Changing Your Views – On and Off Your Bike


“How can I be lost,
When I’ve got nowhere to go?”
– Metallica, Unforgiven III

We all do this – get used to riding close to home, we get set in our ways, we take weekend trips to stuff we’ve already seen.  Park in the same spot.  Take the same route to work.  Eat the same junk off the menu.  Trade in one bike for the same one, just a few years newer.  Quit.  Quit it now.

In the last two weeks, I’ve had the chance to learn – or relearn – a few things, and the challenges that you and I face in our daily lives?  They aren’t that damned overwhelming.

The biggest challenge? The one that we are all suffering from? Mediocrity and “normal.”

Where’d this come from? The Old Lady. She had a business trip to Fort Collins to meet with one of her oldest clients and his company, so I tagged along, figuring that I could stay out of trouble and lay low, maybe steal the rental car and go check out the city.

When we got to Tom’s house, there was a bike tucked under a tarp in the garage and, of course, I had to ask.

Tom, who is in his late seventies, had bought this Gold Wing new in 1984 and ridden it a little bit each year for many years until he had a hip replaced two years ago. Now, it sat in the garage, battery discharged and spider webs in the spokes of the wheels. The conversation had quickly turned from business to pleasure and in less than half an hour, Tom graciously showed me where his tools were and invited me to “do what you have to” to get his bike running and take it out for a ride.

Two hours later (and a jerry can of fuel and a new battery), the old Honda turned over. The carbs weren’t completely in sync, but the fluids were clean and the filters had been changed before he’d put the bike up, so I donned his helmet (thank God his head was as big as mine) and, with none of the usual gear I would wear, eased the old bike onto the street.

Now, this isn’t a post about taking an old bike for a ride, or fixing up a septuagenarians’ Gold Wing so he could get back on the road, this is about changing your own mind.

I’m not going to get into all the back story, but Tom (and more importantly, the Boss Lady) said if I wanted to take the big bike out for a long weekend in the middle of the week, I could ride as far as I wanted.

And that’s what I did.

The next morning, with saddlebags stuffed with some overnight gear and a few tools, I headed north out of Fort Collins and headed towards Wyoming. Riding through the plains with the mountains rising in the distance?

Unbelievable.

Riding a bike that I knew virtually nothing about and hoping that no major mechanical issues arose?

Awesome.

Outside of Laramie, I lost phone signal. Nearly 150 miles later, I still didn’t have it.

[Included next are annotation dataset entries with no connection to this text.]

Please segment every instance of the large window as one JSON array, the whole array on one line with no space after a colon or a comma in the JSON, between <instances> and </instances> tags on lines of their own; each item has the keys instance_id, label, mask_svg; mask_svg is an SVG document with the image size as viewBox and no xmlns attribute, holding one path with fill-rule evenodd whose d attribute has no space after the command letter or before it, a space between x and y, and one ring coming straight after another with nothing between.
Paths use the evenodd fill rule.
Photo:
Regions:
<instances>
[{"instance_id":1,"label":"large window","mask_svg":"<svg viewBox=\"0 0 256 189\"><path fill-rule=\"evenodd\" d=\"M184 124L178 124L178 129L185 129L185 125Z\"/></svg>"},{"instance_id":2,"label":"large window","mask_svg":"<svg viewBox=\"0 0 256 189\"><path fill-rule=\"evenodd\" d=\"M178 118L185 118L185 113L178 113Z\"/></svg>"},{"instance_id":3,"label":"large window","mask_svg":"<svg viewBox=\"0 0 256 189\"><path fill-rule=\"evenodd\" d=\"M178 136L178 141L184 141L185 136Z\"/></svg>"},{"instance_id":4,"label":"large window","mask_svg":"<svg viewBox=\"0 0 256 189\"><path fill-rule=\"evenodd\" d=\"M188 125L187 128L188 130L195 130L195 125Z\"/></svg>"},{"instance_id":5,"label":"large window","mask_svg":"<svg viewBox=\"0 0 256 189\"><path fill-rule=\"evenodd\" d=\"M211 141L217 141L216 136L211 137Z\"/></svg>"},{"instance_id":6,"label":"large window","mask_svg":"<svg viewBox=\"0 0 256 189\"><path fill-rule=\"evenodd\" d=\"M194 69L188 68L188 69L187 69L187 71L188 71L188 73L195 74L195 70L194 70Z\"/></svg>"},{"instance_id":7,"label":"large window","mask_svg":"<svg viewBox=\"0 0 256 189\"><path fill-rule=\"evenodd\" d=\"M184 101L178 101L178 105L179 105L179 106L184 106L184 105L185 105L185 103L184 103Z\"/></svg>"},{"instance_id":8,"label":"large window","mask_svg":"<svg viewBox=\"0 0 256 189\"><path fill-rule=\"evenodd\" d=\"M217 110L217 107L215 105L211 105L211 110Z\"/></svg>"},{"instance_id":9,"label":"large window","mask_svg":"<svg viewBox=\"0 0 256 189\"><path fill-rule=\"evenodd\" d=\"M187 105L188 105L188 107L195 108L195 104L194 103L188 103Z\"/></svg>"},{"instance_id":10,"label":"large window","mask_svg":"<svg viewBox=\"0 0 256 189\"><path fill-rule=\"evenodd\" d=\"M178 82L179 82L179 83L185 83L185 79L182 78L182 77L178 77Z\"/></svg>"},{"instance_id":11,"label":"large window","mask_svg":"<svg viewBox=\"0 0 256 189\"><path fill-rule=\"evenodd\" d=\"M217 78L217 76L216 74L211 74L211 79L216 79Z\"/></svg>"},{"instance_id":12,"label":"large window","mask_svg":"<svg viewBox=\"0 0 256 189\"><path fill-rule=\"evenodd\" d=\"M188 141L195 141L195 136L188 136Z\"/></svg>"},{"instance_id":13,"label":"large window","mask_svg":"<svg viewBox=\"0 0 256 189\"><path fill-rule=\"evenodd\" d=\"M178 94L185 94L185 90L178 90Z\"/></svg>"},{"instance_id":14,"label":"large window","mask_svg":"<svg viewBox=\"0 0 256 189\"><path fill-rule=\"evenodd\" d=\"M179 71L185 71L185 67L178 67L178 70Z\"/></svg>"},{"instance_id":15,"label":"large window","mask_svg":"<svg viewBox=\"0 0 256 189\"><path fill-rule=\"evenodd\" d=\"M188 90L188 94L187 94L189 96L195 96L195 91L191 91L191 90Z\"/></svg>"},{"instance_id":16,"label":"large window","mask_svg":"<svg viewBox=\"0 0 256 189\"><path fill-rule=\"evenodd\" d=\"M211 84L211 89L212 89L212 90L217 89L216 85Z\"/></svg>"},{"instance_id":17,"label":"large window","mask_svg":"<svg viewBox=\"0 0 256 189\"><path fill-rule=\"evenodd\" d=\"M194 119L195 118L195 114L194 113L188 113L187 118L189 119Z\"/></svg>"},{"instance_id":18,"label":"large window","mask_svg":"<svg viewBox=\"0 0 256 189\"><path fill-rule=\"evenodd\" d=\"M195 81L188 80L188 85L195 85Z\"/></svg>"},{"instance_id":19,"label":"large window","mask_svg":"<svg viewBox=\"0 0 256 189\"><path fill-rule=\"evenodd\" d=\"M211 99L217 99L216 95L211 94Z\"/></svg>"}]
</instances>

Guess what? I didn’t miss it, either. I had guessed at everything I might need and just had to hope that I guessed right. Nobody was going to know where I was until I hadn’t showed up for a few days. At the same time, not really knowing where the heck I was going meant that nobody was going to be able to guess where I was until I had been gone awhile, either.

So what happened?

I guess the big answer is that when you ride the same area day after day and year after year, you close your mind down. Let’s face it, vast swaths of North America look a lot alike. South Carolina looks just like east Texas, although they are over a thousand miles apart. West Texas looks a lot like Arizona, and the Prairie Provinces of Canada all favor one another, too.

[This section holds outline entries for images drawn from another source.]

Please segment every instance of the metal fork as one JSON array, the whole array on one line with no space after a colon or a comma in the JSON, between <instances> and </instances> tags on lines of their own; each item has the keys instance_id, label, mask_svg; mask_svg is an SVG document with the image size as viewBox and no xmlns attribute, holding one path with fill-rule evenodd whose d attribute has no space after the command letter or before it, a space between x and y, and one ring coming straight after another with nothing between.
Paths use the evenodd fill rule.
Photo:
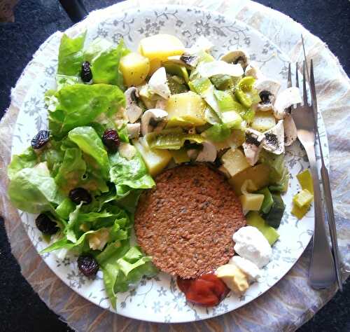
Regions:
<instances>
[{"instance_id":1,"label":"metal fork","mask_svg":"<svg viewBox=\"0 0 350 332\"><path fill-rule=\"evenodd\" d=\"M296 64L295 85L299 88L299 77ZM312 100L307 101L305 62L302 67L303 104L297 104L292 116L298 130L298 138L304 146L310 164L310 172L314 183L314 206L315 209L315 229L312 242L312 252L309 268L309 282L312 288L322 289L331 286L336 280L334 261L327 239L324 214L322 209L318 171L315 153L315 120ZM288 84L292 85L290 64L288 68Z\"/></svg>"}]
</instances>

We all, inadvertently, ride ourselves into a rut, weekend after weekend and somewhere near Snowy Range Pass in the Medicine Bow Wilderness, nearly 11,000 feet above sea level, I realized that there is more to life than being small minded.

All of us get one life to live and I challenge you to make sure that the one you are living is actually worth it. As riders, we enjoy seeing things the guys in the cages can’t see. They ride “in” a car and we ride “on” a bike. As many of us are starting to plan on putting away bikes for the winter, I challenge you to put that bike away with the expectation that when you get on it again, you’ll do so with more passion and a broader mindset for where you’ll point that bike and what you’ll do when it gets there.